Counselors, trained to assess the needs of juveniles, will decide on the proper actions depending on an offender's history and problems, Huber said. Counselors also will provide follow-up counseling to teens and their parents.

The center will help free an overloaded court system and enable more officers to engage in other juvenile delinquency prevention programs, Huber said.

The department has budgeted $700,000 out of a $1 million federal grant for the yearly operation of the center, Huber said. The grant is part of a $1.7 million two-year grant awarded to the state to address juvenile delinquency.

The $1.7 million grant is administered through the state Office of Youth Services. The money is distributed to the counties for programs that make juveniles more accountable for their wrongdoing, said Suzanne Toguchi, the office's children and youth specialist.

The other counties' programs will include:

Bullet Maui: About $129,000 for a program that teaches juvenile offenders the consequences of their behavior by imposing immediate sanction when appropriate.
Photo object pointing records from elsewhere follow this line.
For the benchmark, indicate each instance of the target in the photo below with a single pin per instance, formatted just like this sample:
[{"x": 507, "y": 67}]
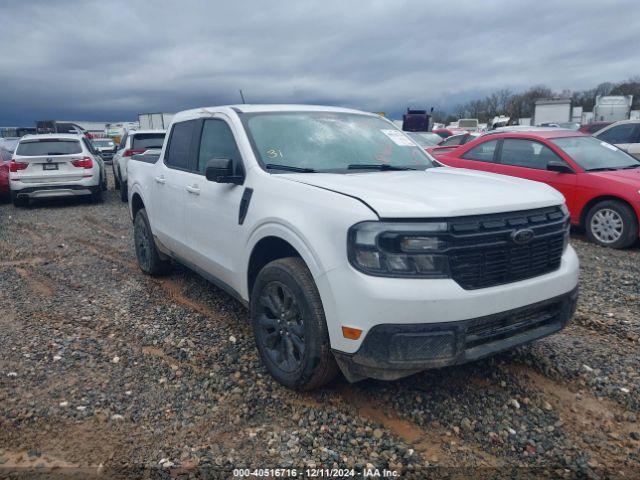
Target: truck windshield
[
  {"x": 593, "y": 154},
  {"x": 331, "y": 142},
  {"x": 33, "y": 148}
]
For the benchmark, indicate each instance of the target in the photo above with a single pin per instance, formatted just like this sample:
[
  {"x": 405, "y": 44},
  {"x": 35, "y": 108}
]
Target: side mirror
[
  {"x": 559, "y": 167},
  {"x": 220, "y": 170}
]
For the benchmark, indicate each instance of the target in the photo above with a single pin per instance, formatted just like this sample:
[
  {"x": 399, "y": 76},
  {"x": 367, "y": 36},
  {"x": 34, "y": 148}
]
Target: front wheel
[
  {"x": 613, "y": 224},
  {"x": 149, "y": 258},
  {"x": 290, "y": 327}
]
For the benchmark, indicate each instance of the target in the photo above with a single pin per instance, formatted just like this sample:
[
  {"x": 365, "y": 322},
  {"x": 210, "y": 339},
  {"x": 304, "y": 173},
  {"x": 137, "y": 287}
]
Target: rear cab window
[
  {"x": 178, "y": 152},
  {"x": 34, "y": 148},
  {"x": 144, "y": 141}
]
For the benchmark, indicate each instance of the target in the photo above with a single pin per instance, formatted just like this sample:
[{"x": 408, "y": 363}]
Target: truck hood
[{"x": 436, "y": 192}]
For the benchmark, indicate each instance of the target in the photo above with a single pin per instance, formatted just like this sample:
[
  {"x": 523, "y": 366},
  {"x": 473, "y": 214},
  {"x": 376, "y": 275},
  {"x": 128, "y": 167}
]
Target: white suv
[
  {"x": 350, "y": 247},
  {"x": 133, "y": 142},
  {"x": 55, "y": 165}
]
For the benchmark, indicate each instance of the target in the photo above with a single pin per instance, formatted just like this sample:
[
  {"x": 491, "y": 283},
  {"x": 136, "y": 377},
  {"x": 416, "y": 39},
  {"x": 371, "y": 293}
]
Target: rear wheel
[
  {"x": 290, "y": 327},
  {"x": 19, "y": 202},
  {"x": 611, "y": 223},
  {"x": 148, "y": 256}
]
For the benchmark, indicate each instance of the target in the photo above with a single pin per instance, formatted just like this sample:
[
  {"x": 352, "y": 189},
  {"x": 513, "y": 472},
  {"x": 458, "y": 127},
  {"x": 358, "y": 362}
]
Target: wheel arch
[
  {"x": 271, "y": 242},
  {"x": 602, "y": 198}
]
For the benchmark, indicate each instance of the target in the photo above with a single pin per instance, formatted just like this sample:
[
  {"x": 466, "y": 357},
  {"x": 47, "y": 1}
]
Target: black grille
[{"x": 482, "y": 252}]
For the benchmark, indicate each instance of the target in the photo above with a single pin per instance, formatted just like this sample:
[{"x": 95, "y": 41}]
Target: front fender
[{"x": 288, "y": 233}]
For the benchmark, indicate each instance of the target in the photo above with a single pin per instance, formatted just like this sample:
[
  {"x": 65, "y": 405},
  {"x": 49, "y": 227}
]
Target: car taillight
[
  {"x": 85, "y": 162},
  {"x": 132, "y": 151},
  {"x": 15, "y": 166}
]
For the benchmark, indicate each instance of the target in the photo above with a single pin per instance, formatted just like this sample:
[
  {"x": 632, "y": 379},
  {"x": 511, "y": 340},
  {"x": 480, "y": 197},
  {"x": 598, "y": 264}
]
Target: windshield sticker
[{"x": 399, "y": 138}]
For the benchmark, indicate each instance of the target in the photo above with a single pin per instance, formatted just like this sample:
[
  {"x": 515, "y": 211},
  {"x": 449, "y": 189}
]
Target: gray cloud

Bullet Hawaii: About $180,000 for a feasibility study of a drug court program to better address juvenile drug abuse.

Bullet Kauai: About $57,000 for its two-year-old teen court program that uses juveniles in the roles of jurors and attorneys to determine the punishment.

The grants are supported through the Juvenile Accountability Incentive Block Grant. Bert Matsuoka, Youth Services executive director, said he was not certain of a connection between Hawaii's declining juvenile crime rate and the grants. But, he said, the funds will help sustain the trend by supporting programs that reduce the likelihood of continued delinquency.